Mathematical Theory

This section explains the mathematical foundations of rank-preserving calibration.

Problem Formulation

Given a probability matrix \(P \in \mathbb{R}^{N \times J}\) where each row represents a probability distribution over \(J\) classes for \(N\) samples, we want to find a calibrated matrix \(Q\) that satisfies:

  1. Row constraints: Each row is a valid probability distribution

    \[\sum_{j=1}^J Q_{ij} = 1, \quad Q_{ij} \geq 0 \quad \forall i,j\]
  2. Column constraints: Column sums match target marginals

    \[\sum_{i=1}^N Q_{ij} = M_j \quad \forall j\]
  3. Isotonic constraints: Within each column, values are non-decreasing when sorted by original scores

    \[Q_{i_1,j} \leq Q_{i_2,j} \text{ if } P_{i_1,j} \leq P_{i_2,j}\]

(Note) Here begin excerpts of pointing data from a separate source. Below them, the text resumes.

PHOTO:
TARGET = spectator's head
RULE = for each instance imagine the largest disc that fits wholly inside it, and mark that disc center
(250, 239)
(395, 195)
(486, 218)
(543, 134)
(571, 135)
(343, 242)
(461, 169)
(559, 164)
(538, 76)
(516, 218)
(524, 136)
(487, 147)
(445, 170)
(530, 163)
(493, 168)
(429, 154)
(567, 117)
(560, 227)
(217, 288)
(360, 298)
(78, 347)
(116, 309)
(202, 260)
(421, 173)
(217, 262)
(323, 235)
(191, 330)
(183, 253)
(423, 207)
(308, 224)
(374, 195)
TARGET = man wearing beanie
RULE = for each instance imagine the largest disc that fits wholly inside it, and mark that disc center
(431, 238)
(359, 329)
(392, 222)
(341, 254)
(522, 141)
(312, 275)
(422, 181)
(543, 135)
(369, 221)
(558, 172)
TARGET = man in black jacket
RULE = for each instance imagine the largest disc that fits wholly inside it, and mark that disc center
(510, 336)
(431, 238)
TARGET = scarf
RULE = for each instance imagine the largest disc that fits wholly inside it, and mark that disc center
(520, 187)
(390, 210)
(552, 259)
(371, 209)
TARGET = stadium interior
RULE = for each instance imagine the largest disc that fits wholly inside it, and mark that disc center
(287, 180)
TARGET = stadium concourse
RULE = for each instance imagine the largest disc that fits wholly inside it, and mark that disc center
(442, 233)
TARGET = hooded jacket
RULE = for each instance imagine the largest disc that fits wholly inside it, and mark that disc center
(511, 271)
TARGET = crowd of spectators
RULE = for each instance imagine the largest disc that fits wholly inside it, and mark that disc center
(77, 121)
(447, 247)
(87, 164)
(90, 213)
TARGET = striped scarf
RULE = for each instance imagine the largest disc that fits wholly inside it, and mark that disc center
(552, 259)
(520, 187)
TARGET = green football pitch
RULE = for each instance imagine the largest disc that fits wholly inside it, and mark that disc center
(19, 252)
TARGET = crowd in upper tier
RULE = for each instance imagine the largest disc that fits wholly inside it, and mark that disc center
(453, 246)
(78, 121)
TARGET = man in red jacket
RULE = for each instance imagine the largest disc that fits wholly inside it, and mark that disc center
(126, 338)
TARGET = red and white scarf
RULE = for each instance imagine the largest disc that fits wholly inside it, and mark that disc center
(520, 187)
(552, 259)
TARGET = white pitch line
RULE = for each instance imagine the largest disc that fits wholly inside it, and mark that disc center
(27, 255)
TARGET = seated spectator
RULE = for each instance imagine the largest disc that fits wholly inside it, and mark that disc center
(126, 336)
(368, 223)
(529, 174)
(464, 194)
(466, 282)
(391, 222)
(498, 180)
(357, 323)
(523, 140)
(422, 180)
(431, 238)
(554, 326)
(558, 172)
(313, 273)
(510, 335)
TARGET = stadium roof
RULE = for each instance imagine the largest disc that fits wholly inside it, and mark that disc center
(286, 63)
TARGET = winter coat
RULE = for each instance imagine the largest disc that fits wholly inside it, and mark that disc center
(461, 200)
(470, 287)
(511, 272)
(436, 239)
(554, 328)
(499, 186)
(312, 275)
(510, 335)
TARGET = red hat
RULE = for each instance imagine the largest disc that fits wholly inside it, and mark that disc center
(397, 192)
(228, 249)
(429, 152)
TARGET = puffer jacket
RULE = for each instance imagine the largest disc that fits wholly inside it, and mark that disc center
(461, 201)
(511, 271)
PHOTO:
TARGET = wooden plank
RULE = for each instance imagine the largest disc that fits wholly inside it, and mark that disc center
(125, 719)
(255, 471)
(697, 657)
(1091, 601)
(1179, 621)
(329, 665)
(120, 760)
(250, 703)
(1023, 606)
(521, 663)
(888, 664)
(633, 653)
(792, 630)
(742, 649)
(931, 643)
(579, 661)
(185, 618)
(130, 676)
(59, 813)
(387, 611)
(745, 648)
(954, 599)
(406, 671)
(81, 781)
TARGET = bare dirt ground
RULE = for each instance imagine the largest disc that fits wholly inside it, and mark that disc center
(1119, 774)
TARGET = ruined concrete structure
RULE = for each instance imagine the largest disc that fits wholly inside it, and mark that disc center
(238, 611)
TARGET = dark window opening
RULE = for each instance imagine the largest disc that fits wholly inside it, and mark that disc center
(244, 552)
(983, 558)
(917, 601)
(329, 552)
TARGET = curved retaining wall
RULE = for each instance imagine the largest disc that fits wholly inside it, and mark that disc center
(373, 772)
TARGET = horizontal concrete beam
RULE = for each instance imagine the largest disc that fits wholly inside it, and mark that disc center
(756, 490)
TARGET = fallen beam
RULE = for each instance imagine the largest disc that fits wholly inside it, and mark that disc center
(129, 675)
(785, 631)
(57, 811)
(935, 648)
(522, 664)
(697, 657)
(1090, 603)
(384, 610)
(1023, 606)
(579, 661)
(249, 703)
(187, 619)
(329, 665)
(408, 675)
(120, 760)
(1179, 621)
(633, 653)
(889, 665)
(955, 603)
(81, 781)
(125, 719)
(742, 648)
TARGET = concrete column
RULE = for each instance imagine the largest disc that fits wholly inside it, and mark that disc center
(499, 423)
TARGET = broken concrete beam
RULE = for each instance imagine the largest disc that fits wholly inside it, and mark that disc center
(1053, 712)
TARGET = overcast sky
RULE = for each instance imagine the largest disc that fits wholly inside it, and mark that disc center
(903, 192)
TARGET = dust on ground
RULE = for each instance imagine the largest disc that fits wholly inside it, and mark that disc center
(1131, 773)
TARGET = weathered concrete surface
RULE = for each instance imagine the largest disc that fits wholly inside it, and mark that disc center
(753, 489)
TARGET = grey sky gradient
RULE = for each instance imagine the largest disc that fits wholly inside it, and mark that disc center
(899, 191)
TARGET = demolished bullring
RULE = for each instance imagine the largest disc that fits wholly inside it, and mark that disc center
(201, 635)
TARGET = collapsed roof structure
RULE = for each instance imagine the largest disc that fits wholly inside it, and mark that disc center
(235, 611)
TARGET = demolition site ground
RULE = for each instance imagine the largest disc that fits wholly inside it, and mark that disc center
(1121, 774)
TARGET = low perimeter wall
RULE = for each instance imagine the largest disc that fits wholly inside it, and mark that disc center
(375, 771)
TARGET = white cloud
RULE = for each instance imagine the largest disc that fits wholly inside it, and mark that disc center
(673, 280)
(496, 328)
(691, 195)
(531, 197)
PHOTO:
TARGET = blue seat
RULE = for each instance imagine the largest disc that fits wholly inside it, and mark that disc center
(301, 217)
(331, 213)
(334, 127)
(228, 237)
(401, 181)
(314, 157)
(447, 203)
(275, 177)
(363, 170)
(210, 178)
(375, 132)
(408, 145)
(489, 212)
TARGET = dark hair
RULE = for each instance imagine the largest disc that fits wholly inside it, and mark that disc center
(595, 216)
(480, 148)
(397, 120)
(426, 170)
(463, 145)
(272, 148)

The optimization problem is:

\[\min_Q \|Q - P\|_F^2 \text{ subject to row, column, and isotonic constraints}\]

Algorithmic Approaches

Dykstra’s Alternating Projections

Dykstra’s method alternates between projecting onto different constraint sets while maintaining memory terms to ensure convergence to the intersection.

Algorithm:

  1. Initialize \(Q^{(0)} = P\), \(U^{(0)} = 0\), \(V^{(0)} = 0\)

  2. For \(k = 0, 1, 2, \ldots\):

    a. Row projection: Project each row onto the probability simplex

    \[\tilde{Q}^{(k+1)} = \text{proj}_{\text{simplex}}(Q^{(k)} - U^{(k)})\]

    Update memory: \(U^{(k+1)} = \tilde{Q}^{(k+1)} - (Q^{(k)} - U^{(k)})\)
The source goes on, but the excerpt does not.